Neal nodded. He took a deep breath, trying to calm his racing pulse. He was going to be okay. In fact, he would have freaked out sooner if he had known it would get him Agent Burke reassuring him and being straight with him. “I got it. I won’t do it again.”
“Good.” Burke squeezed his shoulder, and they went down the hall to the evidence lockup. As it turned out, Burke had to show his badge and sign the envelope back in, so slipping it back in on his own wouldn’t have worked anyway.

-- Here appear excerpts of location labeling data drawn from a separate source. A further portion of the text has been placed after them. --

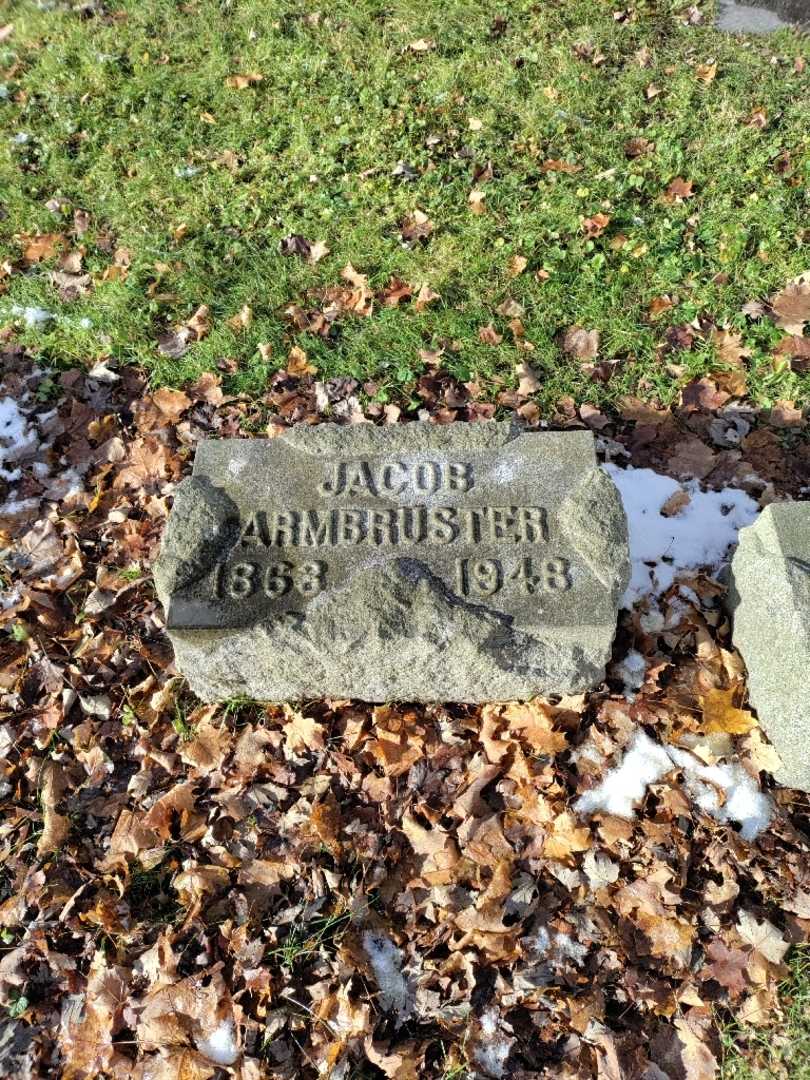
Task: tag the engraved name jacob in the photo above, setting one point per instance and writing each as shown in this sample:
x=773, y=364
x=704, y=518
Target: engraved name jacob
x=410, y=524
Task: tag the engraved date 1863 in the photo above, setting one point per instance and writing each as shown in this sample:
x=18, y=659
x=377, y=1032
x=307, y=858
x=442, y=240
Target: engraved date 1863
x=240, y=581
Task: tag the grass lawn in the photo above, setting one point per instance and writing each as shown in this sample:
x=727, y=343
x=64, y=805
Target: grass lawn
x=783, y=1051
x=345, y=125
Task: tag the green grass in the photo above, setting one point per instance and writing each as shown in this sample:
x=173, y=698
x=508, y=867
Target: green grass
x=781, y=1050
x=127, y=116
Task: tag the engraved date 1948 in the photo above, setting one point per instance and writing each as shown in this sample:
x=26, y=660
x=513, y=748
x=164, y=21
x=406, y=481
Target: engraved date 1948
x=485, y=577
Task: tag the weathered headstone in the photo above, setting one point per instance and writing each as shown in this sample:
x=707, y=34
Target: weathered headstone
x=769, y=597
x=419, y=562
x=761, y=16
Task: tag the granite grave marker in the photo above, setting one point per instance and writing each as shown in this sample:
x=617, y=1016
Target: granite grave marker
x=769, y=598
x=419, y=562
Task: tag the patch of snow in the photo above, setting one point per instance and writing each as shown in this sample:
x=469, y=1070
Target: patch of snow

It wasn’t until Neal was back at his desk that he could really process what had just happened. There was no doubt that he had fucked up badly, and Agent Burke had been furious, but…. Neal touched the collar. The remote had stayed in his pocket. He’d even waited until he and Neal were alone to really bawl him out, instead of shouting at him in front of everybody.
Neal began to consider the possibility that he was operating under some faulty assumptions.
#
“Shut the door,” Peter said to Agent Jones.
Jones shut the door.
“Take a seat.”
Jones took a seat. “What’s up?” he said, trying not to look nervous, and failing.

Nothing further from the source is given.